Yep, we see this everywhere. This is the new plan to reduce traffic through over-population control
as per the new Roads and Highways Department heads :loco: :bolt:


----------



## JRB__NW (Apr 8, 2015)

That's just insanity. Not just the terrible risk involved, but what is the point of widening the road if you leave a choke point in it to turn it back into one lane and create merging issues? The way things are done here is just crazy.

Sadly I doubt they survived that, since few cars here have airbags. I had to look long and hard to find a small car with two in the front, and it wasn't cheap.


----------



## fmartin_gila (May 15, 2011)

Moe & Curly were going to ask their partner what to do and he was about to ask them. Seems as if that is how this whole shebang is run. Each department just goes ahead and does what it wants to do with no correlation with any other department so the right hand and the left hand don't even seem to be connected. I feel it all comes down to the Philippine "ME FIRST" thing as there is no consideration or consultation involved, just DO IT. We have trees and power poles out in the roadway in a lot of places here with newly widened roads. Just drove home from downtown Iloilo. There is a stretch of the brand new widened road that is about 6 inches of standing water about 1/2 Km as there is no drainage and a solid cement curb. A couple of City Govt Vehicles there and what looked to be engineer types looking over the situation. Probably now will have to tear up enough of it to connect to a storm runoff drain somewhere. Felt like speeding up so I could spray the water on them but didn't. Kind of sad about how things are here but it is funny too with all the shenanigans. 

Fred


----------



## M.C.A. (Feb 24, 2013)

Roads in the lower middle half of Luzon are also opening up and the electrical poles are stuck in the road in several spots just like this tree and to make matters worse people still park on the right hand side the shoulder is taken by squatters or residents that won't move their vehicles or make room in their homes for the vehicles.

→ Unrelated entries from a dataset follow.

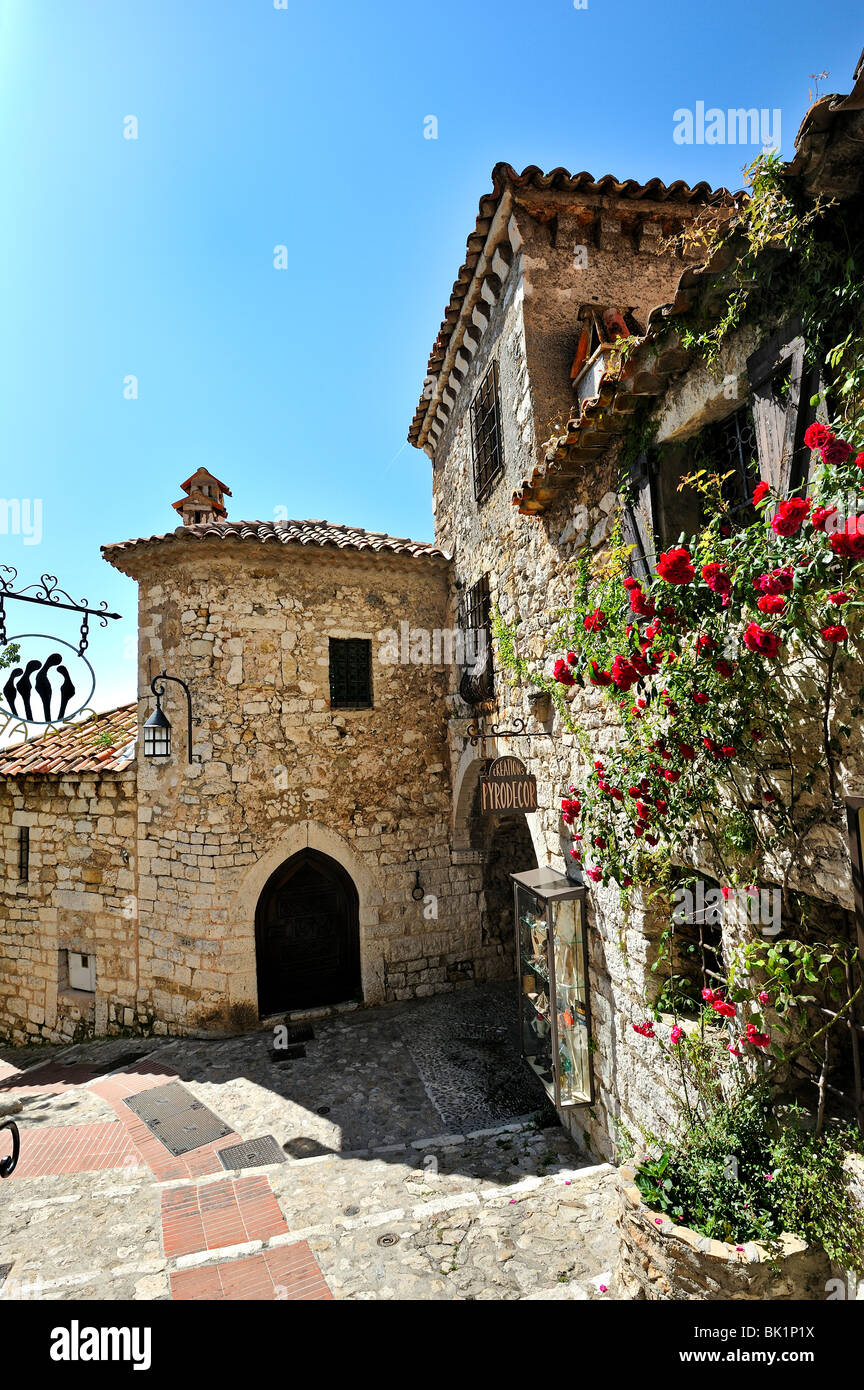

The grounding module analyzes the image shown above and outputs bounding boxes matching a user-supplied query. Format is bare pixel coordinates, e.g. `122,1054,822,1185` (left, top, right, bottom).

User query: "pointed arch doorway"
256,848,363,1017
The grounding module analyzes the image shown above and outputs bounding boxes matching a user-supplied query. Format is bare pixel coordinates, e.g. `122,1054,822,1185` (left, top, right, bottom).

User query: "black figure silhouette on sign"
33,652,63,724
3,666,24,714
3,652,75,724
18,662,42,723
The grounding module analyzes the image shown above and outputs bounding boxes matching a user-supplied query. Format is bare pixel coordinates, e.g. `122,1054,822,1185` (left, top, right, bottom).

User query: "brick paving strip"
83,1063,332,1300
163,1177,288,1259
168,1241,333,1302
8,1120,138,1182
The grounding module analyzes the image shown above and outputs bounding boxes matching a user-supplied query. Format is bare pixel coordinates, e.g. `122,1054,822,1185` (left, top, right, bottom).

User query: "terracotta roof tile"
513,242,736,516
0,705,138,777
101,521,447,569
408,163,739,443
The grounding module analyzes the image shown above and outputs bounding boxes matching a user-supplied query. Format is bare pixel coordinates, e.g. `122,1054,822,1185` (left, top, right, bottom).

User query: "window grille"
331,637,372,709
701,403,758,514
460,574,495,705
18,826,31,883
471,361,504,502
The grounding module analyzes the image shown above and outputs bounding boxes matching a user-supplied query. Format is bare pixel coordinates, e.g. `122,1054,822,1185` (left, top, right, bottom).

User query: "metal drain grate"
219,1134,288,1168
124,1081,232,1158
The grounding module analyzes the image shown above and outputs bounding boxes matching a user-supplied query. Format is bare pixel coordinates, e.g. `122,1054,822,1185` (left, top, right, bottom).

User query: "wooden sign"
481,758,538,815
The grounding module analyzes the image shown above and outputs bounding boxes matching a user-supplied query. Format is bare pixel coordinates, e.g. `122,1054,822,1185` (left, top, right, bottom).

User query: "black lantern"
144,706,171,758
144,671,192,762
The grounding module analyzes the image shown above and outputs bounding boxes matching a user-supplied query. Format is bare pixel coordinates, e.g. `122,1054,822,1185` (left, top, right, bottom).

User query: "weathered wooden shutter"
747,321,811,496
621,452,654,580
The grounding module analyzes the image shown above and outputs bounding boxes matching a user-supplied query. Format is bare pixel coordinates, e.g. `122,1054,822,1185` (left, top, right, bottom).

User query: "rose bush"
553,424,864,887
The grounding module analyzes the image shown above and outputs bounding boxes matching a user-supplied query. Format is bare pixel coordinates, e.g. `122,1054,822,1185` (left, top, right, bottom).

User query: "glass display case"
511,869,593,1108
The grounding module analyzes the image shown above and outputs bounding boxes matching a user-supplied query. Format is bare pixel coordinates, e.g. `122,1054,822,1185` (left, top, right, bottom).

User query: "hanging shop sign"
481,756,538,815
0,564,119,737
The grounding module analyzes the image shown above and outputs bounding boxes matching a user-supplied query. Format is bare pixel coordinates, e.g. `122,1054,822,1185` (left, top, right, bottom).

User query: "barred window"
18,826,31,883
701,403,758,514
460,574,495,705
471,361,504,502
674,873,726,1006
331,637,372,709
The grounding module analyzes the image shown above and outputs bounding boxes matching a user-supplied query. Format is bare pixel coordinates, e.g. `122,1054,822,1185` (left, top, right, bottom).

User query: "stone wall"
617,1168,832,1302
0,770,138,1043
433,190,722,1158
120,541,511,1030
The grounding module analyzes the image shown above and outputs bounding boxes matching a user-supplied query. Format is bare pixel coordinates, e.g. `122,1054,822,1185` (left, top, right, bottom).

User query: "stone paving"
0,987,617,1300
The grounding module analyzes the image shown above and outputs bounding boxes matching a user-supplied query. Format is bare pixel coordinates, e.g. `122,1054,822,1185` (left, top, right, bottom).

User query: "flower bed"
617,1168,831,1302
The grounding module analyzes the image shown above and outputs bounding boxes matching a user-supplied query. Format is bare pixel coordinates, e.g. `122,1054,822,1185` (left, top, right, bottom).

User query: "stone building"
410,68,864,1156
0,505,522,1038
0,56,864,1173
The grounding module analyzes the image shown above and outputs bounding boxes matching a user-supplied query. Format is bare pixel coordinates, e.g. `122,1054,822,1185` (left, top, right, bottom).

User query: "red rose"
753,564,795,594
753,482,771,506
810,507,838,532
633,1020,656,1038
657,546,696,584
701,560,732,594
711,999,735,1019
589,662,613,685
610,656,639,691
771,498,810,537
745,623,781,656
820,439,851,466
804,420,833,449
831,514,864,560
626,582,657,617
756,594,786,613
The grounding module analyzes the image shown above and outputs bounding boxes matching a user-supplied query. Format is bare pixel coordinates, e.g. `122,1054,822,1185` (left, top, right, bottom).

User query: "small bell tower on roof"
172,468,231,525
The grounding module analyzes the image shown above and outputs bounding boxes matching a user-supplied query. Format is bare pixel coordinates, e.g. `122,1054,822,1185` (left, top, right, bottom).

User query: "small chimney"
172,468,231,525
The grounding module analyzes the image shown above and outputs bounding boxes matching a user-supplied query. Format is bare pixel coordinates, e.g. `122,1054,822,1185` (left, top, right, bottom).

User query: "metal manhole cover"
219,1134,288,1168
124,1081,232,1158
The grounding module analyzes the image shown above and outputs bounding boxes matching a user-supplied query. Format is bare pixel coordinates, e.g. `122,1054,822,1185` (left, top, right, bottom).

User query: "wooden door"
256,849,361,1016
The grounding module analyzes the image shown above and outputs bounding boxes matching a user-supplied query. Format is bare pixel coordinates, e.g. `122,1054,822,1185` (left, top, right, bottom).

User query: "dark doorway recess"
256,849,363,1016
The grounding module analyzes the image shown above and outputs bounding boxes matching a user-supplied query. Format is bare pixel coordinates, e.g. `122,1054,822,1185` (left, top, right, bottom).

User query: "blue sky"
0,0,861,708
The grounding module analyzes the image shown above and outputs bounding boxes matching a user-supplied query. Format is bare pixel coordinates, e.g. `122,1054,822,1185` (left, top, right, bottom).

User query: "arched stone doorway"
256,847,363,1017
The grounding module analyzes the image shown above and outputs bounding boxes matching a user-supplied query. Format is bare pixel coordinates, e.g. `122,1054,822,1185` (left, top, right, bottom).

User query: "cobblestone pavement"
0,987,617,1301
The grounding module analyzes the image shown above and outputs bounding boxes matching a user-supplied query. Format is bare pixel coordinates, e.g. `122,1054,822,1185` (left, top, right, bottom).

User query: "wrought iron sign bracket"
0,564,121,656
468,719,554,748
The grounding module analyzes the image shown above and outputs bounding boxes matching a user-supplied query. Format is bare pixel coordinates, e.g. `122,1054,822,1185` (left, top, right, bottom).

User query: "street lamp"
144,671,192,762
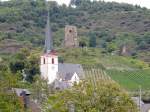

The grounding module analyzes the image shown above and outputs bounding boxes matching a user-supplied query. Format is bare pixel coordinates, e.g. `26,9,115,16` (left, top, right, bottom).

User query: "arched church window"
52,58,54,64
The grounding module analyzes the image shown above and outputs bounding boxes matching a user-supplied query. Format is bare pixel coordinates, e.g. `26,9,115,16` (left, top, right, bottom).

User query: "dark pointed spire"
45,0,53,53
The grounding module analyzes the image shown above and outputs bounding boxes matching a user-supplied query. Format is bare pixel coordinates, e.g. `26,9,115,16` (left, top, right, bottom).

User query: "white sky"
0,0,150,9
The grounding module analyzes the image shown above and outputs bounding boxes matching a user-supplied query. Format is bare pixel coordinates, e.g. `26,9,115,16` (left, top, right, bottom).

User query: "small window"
43,58,45,64
52,58,54,64
69,30,72,33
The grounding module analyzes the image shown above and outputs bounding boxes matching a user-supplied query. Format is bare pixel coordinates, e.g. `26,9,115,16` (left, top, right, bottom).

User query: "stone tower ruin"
64,25,79,48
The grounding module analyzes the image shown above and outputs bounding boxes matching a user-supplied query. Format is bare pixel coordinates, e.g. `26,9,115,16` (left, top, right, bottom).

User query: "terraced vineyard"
106,69,150,91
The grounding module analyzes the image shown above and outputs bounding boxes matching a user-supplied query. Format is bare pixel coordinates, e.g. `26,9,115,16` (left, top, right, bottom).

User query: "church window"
69,30,72,33
52,58,54,64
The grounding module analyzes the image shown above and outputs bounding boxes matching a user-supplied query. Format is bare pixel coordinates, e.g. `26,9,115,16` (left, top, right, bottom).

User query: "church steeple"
44,3,53,53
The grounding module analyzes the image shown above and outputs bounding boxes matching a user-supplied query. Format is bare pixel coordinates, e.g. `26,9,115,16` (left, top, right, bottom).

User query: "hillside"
0,0,150,62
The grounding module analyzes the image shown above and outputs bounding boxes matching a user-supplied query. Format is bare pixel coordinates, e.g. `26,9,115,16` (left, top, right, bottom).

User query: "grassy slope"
58,48,150,91
107,69,150,90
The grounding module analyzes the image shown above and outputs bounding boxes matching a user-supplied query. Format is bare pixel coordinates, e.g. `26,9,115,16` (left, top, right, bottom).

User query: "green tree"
47,80,137,112
89,33,96,47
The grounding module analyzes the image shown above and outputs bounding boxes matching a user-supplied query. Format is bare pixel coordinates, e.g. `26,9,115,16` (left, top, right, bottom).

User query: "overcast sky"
0,0,150,9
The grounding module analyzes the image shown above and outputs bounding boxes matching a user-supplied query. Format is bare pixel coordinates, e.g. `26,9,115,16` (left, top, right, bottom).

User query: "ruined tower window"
52,58,54,64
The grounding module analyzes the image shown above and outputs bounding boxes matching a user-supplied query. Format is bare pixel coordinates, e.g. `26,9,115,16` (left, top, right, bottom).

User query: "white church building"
40,10,84,89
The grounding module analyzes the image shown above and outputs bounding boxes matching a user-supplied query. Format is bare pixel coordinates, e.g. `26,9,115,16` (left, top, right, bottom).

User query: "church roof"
58,63,84,81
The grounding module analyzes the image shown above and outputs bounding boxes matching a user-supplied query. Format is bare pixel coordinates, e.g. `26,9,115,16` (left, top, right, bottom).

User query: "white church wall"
40,54,58,84
70,72,80,84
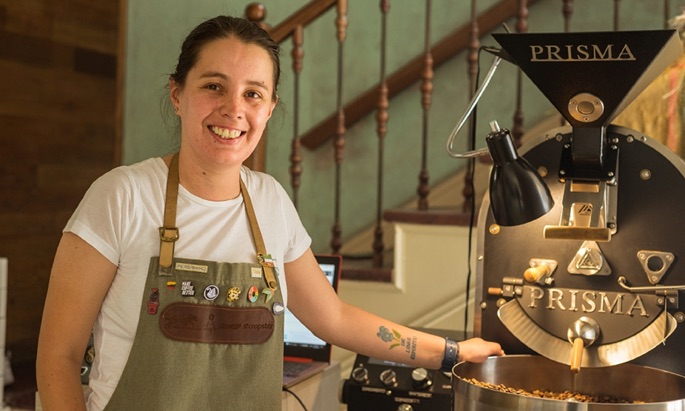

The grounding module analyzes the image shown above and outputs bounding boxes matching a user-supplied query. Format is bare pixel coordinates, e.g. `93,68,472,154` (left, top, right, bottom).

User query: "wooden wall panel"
0,0,124,363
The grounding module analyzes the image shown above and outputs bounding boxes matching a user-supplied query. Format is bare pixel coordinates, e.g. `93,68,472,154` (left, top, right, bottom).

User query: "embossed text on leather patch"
159,303,274,344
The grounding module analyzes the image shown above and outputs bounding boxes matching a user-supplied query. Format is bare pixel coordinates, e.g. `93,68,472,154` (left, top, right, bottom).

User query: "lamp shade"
485,127,554,226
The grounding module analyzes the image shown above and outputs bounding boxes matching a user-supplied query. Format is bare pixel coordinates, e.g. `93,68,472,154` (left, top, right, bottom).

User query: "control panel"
340,355,452,411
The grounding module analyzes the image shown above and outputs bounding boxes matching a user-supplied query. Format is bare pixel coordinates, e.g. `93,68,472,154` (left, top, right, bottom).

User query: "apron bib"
105,155,284,411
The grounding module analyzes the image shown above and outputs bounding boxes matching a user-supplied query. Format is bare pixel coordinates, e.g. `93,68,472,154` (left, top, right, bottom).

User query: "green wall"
124,0,683,251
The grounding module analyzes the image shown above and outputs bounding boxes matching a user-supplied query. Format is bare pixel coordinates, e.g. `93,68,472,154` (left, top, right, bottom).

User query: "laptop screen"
283,255,341,361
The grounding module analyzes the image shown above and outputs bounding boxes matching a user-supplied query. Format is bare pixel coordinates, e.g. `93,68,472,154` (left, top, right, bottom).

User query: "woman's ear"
169,78,181,114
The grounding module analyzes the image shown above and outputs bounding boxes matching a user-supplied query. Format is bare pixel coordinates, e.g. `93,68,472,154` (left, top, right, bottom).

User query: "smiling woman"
37,16,502,411
169,37,277,201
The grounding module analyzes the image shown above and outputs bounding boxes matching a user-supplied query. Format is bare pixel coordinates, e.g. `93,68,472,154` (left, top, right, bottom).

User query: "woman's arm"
285,250,504,369
36,233,116,411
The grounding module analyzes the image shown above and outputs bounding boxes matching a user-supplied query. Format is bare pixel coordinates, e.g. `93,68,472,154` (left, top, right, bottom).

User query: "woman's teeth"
211,126,242,138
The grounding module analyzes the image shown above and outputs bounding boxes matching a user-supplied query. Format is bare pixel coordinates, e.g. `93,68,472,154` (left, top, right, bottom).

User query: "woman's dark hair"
170,16,281,100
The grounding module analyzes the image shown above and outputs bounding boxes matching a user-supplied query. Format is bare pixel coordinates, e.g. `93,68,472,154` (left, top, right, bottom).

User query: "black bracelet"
440,338,459,372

In our municipality it's worse, construction in some spots and the rocks take up half the tiny road, double parking trikes and vehicles and zero enforcement, people also sitting on the side with their chairs, kids and toddlers riding their trikes, I could go on. I try each time to figure out anyway I can muster up the patience and understanding but within blocks of my home I get all stressed out and I'm riding a bike let alone trying to drive my car.


----------



## Asian Spirit (Mar 1, 2010)

M.C.A. said:


> Roads in the lower middle half of Luzon are also opening up and the electrical poles are stuck in the road in several spots just like this tree and to make matters worse people still park on the right hand side the shoulder is taken by squatters or residents that won't move their vehicles or make room in their homes for the vehicles.
> 
> In our municipality it's worse, construction in some spots and the rocks take up half the tiny road, double parking trikes and vehicles and zero enforcement, people also sitting on the side with their chairs, kids and toddlers riding their trikes, I could go on. I try each time to figure out anyway I can muster up the patience and understanding but within blocks of my home I get all stressed out and I'm riding a bike let alone trying to drive my car.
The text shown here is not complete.